Under its new deal, the Big 12 is expected to dole out at least $31.7 million in broadcast revenue annually to each of its universities starting on July 1, 2025, when a six-year extension kicks in. The Pac-12 broadcasting rights elapse in the summer of 2024, which means if CU elected to leave after the 2023-24 athletic cycle, it would likely not be required to pay an exit fee to its former league.
“I think all along, we’ve talked about (and have been) looking at, what the ACC and the Big 12 (have received) and what the SEC and the Big Ten are getting,” DiStefano told The Post earlier this month when asked about a target per-school payout for the Buffs in the Pac-12, “and wanting to be kind of in the middle of the pack — probably to be third, behind the SEC. That’s been the goal for such a long time.”
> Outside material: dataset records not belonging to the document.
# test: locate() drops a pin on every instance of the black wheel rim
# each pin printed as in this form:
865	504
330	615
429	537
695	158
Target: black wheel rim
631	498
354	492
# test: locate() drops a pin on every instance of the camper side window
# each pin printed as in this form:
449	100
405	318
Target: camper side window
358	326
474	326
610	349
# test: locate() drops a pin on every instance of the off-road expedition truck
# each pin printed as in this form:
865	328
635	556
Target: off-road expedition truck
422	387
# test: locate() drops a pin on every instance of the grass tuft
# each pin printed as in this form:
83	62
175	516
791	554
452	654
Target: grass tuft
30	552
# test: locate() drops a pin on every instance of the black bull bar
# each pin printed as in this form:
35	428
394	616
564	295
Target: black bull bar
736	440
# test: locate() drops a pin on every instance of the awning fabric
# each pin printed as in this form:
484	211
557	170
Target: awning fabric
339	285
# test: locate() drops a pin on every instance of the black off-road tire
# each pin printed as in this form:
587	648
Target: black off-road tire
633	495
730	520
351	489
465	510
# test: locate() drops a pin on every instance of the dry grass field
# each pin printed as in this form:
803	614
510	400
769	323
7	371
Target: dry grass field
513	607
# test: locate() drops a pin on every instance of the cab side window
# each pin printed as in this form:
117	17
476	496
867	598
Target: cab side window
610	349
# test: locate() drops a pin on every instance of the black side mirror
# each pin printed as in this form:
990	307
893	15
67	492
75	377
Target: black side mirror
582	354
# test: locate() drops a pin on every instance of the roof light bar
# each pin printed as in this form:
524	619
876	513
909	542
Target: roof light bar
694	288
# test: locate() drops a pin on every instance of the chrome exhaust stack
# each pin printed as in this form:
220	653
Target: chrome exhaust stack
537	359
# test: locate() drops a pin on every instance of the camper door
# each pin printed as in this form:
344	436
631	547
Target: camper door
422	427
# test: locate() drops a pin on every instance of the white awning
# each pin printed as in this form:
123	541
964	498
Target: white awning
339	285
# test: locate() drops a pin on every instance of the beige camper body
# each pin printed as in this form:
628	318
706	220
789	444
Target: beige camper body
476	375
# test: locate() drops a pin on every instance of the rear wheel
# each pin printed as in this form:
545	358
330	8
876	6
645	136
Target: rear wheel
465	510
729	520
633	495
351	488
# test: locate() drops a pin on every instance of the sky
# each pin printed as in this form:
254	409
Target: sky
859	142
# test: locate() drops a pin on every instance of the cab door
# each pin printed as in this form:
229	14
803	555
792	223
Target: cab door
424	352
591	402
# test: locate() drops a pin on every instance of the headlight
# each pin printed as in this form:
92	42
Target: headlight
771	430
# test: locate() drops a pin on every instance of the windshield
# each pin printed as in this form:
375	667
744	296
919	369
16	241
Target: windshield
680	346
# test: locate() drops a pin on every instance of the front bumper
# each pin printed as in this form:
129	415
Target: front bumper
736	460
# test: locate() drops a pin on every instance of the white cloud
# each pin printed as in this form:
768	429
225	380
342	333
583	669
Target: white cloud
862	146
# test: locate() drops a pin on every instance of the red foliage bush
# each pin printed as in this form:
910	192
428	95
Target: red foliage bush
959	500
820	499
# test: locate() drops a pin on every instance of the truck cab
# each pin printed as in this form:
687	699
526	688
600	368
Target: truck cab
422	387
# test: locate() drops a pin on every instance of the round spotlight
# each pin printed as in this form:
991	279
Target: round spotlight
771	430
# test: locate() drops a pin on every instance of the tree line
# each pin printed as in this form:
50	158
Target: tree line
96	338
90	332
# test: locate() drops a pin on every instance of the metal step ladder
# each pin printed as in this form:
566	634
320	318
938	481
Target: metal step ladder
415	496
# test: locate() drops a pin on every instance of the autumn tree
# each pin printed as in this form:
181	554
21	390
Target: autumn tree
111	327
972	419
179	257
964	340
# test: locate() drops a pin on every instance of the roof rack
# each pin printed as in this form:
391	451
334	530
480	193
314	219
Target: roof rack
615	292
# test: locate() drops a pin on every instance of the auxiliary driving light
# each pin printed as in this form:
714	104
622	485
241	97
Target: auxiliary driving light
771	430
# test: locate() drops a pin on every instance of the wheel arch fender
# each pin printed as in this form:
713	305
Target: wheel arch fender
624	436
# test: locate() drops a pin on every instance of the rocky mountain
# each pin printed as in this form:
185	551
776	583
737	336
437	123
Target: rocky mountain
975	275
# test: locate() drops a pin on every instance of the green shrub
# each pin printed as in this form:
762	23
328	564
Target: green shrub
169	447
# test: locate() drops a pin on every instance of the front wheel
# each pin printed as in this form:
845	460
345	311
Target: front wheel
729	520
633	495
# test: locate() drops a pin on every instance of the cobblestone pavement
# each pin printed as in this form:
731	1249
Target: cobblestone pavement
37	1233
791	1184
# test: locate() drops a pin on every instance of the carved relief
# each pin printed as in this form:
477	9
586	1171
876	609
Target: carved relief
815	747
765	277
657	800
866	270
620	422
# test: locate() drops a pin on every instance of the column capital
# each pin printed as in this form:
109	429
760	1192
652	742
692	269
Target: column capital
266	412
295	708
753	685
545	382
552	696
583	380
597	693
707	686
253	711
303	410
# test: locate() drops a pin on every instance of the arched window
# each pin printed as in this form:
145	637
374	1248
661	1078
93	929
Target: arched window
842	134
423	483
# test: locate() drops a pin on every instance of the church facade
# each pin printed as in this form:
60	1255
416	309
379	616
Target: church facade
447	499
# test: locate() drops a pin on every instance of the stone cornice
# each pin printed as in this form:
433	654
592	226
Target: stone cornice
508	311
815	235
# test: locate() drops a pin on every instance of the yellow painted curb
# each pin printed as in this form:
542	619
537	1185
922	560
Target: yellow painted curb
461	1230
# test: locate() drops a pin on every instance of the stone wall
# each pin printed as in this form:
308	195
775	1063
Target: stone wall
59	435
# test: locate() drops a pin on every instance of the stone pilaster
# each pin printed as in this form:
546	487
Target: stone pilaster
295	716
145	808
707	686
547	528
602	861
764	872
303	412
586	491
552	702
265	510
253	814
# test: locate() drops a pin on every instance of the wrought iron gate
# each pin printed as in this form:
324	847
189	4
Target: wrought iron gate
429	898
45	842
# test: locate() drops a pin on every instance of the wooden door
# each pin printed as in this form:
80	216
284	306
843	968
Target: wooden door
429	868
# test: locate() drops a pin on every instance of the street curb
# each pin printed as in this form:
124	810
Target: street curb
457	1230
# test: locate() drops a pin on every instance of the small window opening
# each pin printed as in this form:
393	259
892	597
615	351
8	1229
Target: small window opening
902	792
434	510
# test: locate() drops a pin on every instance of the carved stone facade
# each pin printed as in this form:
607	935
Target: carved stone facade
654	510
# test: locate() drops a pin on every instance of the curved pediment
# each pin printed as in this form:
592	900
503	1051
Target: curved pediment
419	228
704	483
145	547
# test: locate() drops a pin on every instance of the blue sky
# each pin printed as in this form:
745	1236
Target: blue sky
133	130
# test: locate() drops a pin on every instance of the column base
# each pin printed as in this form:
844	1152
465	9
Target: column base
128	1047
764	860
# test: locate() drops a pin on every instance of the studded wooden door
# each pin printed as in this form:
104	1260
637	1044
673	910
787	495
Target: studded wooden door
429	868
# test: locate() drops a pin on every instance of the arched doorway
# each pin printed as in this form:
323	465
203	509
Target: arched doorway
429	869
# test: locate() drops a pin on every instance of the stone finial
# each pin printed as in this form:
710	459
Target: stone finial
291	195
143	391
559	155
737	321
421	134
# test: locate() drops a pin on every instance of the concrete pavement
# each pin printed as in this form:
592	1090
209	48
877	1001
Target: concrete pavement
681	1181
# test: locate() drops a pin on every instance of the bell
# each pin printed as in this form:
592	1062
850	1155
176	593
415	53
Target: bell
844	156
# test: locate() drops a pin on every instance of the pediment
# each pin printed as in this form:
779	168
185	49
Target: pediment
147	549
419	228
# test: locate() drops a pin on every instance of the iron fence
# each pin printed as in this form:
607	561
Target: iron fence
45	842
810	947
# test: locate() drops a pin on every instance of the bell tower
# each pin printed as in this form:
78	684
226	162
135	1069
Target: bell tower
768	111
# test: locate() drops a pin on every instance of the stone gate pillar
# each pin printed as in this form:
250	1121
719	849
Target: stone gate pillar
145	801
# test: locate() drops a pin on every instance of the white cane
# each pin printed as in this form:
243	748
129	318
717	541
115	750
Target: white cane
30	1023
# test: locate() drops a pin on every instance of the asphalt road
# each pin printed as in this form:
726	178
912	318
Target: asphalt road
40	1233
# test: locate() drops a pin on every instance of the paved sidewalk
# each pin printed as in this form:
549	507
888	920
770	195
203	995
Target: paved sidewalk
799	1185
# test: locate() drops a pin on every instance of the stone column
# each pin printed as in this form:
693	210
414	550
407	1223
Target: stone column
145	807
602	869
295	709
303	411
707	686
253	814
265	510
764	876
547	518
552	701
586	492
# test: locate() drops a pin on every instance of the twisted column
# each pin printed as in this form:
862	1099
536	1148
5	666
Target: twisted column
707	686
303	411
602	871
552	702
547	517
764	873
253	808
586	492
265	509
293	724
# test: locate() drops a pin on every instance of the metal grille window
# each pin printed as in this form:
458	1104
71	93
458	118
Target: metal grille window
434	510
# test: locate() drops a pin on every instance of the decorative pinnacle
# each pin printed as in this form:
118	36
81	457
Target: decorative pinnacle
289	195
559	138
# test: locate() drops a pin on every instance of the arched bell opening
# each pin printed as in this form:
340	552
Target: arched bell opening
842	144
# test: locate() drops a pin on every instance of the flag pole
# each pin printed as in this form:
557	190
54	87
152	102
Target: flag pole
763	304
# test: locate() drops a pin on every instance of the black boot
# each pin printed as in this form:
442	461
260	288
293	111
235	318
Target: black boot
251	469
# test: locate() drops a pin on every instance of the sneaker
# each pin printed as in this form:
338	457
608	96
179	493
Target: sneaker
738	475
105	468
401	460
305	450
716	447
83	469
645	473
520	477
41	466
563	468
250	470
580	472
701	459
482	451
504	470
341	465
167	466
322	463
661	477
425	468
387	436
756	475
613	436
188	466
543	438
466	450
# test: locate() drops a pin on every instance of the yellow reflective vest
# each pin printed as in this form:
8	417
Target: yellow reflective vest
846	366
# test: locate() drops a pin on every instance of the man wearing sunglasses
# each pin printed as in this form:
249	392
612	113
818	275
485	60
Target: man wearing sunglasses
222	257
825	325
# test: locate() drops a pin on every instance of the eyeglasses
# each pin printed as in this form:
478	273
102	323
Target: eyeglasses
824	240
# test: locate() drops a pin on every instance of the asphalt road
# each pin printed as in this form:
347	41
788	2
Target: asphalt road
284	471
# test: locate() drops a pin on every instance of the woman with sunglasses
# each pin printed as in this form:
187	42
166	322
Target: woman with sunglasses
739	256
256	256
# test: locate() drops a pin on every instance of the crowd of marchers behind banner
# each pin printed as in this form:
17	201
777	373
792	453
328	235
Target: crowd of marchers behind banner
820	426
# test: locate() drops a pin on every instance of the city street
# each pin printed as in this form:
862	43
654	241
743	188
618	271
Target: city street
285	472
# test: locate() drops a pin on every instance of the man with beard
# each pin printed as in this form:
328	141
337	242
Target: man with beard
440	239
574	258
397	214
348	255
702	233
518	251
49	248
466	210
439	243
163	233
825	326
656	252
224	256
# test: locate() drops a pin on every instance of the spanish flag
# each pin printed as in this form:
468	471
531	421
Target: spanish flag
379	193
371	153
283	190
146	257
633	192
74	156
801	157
According to the Action Network’s Brett McMurphy, ESPN’s portion of its new Big 12 contract reportedly includes a pro rata clause for expansion — if Yormark adds another Power 5-level program, the network has to increase its payouts accordingly. Of the $31.7 million paid out per school, ESPN is fronting $20 million of that, or $240 million total, with FOX chipping in $140 million, for $380 million altogether.
Per Steve Berkowitz of USA Today, the Pac-12 in the 2022 fiscal year paid out the lowest per-school media rights distribution of any Power 5 conference, at a reported $37 million per program. The Big Ten topped the list with $58.8 million, followed by the SEC ($49.9), Big 12 ($42 million-$44.9 million) and the ACC ($37.9 million-41.3 million).
Arizona, Arizona State, Utah, Connecticut and Gonzaga have also reportedly been targets for Big 12 expansion over the last year to 18 months. The Buffs are slated to open the 2023 football slate, their first under Coach Prime, with a visit to potential Big 12 rival TCU on Sept. 2.
Denver Post reporter Elizabeth Hernandez contributed to this story.